Acontece porém que o tratamento legislativo da discriminação
racial (definida na referida Convenção Internacional como
"qualquer distinção, exclusão, restrição ou
preferência fundada na raça, cor, ascendência na origem
nacional ou étnica que tenha como objectivo ou como efeito
destruir ou comprometer o reconhecimento, o gozo ou o exercício,
em condições de igualdade, dos direitos do homem e das
liberdades fundamentais no domínio político, económico, social
e cultural ou em qualquer outro domínio da vida pública"),
tem sido disperso e lacunar. Por isso, apesar da aplicabilidade
directa do texto constitucional e de alguns progressos
legislativos verificados aquando da última revisão do Código
Penal e da eliminação de algumas (que não todas) as
restrições injustificadas no acesso de estrangeiros ao emprego,
subsistem situações em que a violação do princípio da
igualdade e a prática de discriminações de origem racial, não
se encontram expressamente previstas e sancionadas na
legislação portuguesa.

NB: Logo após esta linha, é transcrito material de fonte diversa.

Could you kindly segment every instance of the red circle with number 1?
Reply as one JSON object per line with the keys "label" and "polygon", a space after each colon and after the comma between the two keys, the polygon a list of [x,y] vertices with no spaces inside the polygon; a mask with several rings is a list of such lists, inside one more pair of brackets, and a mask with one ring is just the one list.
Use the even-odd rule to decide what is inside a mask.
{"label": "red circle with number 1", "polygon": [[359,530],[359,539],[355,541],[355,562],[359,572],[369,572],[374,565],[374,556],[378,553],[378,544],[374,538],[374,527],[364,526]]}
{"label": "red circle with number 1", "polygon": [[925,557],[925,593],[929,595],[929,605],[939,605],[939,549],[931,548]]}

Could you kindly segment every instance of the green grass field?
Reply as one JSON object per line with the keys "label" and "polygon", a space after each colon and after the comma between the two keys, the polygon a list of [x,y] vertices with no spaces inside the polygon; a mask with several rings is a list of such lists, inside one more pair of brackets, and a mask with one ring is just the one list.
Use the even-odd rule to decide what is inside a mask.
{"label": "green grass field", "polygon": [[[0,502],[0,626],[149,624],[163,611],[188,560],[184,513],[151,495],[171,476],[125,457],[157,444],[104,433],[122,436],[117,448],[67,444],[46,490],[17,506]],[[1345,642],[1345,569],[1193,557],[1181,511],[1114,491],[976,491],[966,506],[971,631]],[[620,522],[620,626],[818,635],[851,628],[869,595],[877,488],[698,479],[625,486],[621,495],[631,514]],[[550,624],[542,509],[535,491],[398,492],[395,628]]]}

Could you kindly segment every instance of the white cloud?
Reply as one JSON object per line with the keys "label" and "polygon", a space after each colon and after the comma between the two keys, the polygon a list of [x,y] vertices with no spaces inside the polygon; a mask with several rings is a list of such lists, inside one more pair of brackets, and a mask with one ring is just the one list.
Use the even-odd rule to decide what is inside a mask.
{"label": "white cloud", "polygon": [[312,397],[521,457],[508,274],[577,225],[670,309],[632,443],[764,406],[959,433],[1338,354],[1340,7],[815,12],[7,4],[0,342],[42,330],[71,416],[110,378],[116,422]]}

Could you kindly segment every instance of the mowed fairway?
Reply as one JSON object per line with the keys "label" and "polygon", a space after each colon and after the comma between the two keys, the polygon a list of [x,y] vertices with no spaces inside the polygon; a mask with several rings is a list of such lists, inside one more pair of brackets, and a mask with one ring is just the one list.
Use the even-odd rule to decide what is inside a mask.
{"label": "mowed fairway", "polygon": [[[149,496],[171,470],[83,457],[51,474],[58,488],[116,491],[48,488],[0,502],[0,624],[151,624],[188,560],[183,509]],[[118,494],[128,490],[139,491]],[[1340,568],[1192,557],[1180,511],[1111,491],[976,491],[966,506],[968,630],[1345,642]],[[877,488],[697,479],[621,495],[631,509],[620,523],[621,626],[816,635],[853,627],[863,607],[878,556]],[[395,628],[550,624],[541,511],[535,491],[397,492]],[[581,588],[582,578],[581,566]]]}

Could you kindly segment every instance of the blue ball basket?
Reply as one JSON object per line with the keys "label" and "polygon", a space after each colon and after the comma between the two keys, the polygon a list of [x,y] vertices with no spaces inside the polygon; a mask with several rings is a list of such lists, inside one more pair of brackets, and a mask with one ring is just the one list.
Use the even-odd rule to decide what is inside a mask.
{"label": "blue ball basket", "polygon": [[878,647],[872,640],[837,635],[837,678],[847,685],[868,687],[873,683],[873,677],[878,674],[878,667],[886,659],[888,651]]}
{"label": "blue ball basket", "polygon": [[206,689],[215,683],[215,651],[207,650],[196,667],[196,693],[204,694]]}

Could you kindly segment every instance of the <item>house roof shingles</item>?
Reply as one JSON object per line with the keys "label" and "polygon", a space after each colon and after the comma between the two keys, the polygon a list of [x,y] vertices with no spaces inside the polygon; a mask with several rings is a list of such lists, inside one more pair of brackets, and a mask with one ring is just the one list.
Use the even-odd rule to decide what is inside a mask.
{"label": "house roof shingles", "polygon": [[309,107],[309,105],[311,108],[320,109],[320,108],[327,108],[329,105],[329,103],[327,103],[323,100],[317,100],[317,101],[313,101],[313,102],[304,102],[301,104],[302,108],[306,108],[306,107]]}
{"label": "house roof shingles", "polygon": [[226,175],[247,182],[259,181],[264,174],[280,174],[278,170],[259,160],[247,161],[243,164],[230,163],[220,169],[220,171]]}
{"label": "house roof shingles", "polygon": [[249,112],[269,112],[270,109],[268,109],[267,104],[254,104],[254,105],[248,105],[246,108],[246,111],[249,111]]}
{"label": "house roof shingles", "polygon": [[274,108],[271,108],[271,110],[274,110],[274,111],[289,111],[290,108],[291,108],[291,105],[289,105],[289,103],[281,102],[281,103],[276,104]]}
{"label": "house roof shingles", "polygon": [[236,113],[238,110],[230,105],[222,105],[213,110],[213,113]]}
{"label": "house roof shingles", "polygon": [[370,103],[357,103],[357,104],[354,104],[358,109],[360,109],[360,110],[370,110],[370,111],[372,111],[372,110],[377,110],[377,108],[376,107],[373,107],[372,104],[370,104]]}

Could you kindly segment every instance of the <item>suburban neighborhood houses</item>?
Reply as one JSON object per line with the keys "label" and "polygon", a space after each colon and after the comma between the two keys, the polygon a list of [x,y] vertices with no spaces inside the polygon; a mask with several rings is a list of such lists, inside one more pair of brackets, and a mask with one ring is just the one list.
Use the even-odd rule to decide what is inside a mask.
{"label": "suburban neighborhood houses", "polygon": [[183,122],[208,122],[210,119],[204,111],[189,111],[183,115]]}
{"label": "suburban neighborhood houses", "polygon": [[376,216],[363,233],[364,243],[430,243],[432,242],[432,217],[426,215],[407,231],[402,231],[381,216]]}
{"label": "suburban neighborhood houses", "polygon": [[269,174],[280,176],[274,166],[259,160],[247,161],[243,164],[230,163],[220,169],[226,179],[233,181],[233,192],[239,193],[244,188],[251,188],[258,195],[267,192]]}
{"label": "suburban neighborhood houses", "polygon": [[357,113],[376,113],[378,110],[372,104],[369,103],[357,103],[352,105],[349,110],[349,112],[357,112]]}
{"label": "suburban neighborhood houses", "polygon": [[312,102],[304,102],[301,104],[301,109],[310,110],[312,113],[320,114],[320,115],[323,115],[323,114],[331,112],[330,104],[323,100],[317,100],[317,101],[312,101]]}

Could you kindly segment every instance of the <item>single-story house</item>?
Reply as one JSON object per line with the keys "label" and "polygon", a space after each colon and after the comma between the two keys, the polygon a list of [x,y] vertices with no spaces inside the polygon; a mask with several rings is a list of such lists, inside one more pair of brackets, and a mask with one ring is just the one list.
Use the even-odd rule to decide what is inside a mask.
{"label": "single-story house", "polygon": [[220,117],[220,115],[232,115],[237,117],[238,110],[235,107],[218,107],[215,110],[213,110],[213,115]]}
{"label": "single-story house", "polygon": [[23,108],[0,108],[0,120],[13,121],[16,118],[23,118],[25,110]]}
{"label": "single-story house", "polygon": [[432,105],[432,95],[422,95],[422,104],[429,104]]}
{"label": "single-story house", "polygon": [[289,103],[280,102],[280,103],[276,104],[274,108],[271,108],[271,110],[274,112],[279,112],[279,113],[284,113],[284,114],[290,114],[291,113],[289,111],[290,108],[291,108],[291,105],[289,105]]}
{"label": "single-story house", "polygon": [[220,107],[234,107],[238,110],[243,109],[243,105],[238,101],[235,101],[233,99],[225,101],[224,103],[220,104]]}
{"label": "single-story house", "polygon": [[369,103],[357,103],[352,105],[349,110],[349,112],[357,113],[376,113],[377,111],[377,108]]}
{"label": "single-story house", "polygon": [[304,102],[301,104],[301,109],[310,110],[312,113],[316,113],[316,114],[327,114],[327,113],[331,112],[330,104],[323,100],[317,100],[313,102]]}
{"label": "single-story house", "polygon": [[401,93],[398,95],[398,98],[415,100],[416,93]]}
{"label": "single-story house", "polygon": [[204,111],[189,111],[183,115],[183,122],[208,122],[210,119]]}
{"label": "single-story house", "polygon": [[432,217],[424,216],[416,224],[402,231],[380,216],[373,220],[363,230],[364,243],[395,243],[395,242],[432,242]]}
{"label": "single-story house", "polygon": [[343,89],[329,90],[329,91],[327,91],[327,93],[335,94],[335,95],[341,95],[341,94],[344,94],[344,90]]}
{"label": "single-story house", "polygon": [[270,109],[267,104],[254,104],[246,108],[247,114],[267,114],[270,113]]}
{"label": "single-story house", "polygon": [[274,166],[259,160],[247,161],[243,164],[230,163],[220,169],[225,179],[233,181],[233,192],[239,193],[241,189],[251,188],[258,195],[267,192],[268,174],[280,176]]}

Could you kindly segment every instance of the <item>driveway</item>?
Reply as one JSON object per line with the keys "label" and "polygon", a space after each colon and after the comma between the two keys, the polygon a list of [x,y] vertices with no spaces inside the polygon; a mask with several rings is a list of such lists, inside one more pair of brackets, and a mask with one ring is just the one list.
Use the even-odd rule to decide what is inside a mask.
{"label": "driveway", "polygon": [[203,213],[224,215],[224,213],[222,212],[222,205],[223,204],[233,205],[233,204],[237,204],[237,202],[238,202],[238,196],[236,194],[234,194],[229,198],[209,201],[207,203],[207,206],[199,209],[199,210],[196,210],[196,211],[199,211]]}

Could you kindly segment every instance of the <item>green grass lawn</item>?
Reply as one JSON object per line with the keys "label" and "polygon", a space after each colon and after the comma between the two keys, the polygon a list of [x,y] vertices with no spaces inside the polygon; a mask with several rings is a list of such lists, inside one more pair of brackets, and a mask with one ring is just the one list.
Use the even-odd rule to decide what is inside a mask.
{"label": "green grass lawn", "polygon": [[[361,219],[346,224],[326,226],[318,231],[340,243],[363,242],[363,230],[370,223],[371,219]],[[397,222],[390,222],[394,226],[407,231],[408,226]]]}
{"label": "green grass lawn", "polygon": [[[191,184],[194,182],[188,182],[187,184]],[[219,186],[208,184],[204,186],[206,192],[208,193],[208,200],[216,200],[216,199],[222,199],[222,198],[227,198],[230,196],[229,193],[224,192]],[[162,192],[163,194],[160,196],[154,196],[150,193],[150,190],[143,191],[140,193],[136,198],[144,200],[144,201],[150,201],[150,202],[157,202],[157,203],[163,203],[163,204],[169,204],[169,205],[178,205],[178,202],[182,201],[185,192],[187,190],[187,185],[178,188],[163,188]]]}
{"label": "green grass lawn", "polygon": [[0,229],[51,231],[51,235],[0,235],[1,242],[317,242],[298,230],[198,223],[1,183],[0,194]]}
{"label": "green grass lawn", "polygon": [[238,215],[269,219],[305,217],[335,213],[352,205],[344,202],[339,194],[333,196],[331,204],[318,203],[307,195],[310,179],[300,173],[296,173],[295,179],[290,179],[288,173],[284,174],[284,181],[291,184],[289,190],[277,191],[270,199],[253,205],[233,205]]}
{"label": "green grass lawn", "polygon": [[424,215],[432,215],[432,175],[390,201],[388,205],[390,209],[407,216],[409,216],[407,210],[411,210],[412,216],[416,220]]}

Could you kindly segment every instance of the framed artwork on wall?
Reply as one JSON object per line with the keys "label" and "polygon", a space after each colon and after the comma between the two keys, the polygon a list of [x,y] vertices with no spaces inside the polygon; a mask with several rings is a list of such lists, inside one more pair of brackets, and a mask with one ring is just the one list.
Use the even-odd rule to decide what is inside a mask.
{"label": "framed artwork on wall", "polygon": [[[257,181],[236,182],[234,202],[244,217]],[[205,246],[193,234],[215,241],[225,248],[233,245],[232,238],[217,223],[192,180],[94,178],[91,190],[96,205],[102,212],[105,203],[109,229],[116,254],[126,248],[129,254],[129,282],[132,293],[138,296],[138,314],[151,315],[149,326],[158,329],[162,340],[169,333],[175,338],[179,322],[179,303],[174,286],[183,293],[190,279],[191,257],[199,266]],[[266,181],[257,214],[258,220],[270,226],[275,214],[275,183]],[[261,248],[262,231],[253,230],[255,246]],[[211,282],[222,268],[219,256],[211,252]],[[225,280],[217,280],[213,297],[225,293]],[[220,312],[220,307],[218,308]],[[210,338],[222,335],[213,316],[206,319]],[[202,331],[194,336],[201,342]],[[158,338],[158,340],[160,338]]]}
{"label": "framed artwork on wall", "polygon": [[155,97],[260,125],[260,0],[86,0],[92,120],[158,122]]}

Neste, como noutros aspectos, a
realidade vivida pelos cidadãos fica muito aquém do que dispõe
o texto constitucional.
Daí que a necessidade de ser aprovada legislação destinada a
prevenir e sancionar a discriminação racial, seja hoje, não
apenas generalizadamente reconhecida no plano nacional e mesmo
internacional, como reivindicada pela totalidade dos movimentos
anti-racistas e associações representativas dos imigrantes e
defensoras dos direitos humanos. Já em Novembro de 1997, a
Assembleia da República havia debatido uma Petição de
cidadãos, reivindicando essa aprovação. E mais recentemente, o
aperfeiçoamento da legislação contra a discriminação racial,
foi defendida pelo Alto Comissário para a Imigração e as
Minorias Étnicas e recomendada num recente relatório sobre
Portugal aprovado pelo Comité das Nações Unidas para a
Eliminação da Discriminação Racial.
Prevenir discriminações
O Projecto de Lei apresentado pelo PCP, visa prevenir a discriminação racial sob todas as suas formas e sancionar a prática de actos que se traduzam na violação de quaisquer direitos fundamentais, ou na recusa ou condicionamento do exercício de quaisquer direitos económicos, sociais, ou culturais, por quaisquer cidadãos, em razão da sua pertença a determinada raça, nacionalidade ou origem étnica, considerando-se como tal:
A subordinação da oferta de emprego, a cessação de contrato de trabalho ou a recusa de contratação;
A discriminação entre trabalhadores;
A recusa de fornecimento de bens ou serviços;
O impedimento ou condicionamento, por acção ou por omissão, do exercício normal de uma actividade económica;
A recusa ou condicionamento de venda, arrendamento ou subarrendamento de imóveis;
A recusa de acesso a locais públicos ou abertos ao público;
A recusa ou limitação de acesso a cuidados de saúde por parte de estabelecimentos de saúde públicos ou privados;
A negação, condicionamento ou limitação da admissão em estabelecimentos de ensino públicos ou privados;
A constituição de turmas ou a adopção de outras medidas de organização interna segundo critérios discriminatórios;
A recusa, condicionamento ou limitação no exercício de direitos perante a Administração directa ou indirecta do Estado, as regiões autónomas ou as autarquias locais;
A produção ou difusão de anúncios de ofertas de emprego, ou outras formas de publicidade ligada à pré-selecção ou ao recrutamento, que contenham qualquer especificação ou preferência racial;
E ainda, qualquer acto em que, publicamente ou com intenção de divulgação ampla, qualquer pessoa singular ou colectiva faça uma declaração ou transmita uma informação por meio da qual um grupo de pessoas seja ameaçado, insultado ou aviltado por motivo da raça, cor, nacionalidade ou origem étnica.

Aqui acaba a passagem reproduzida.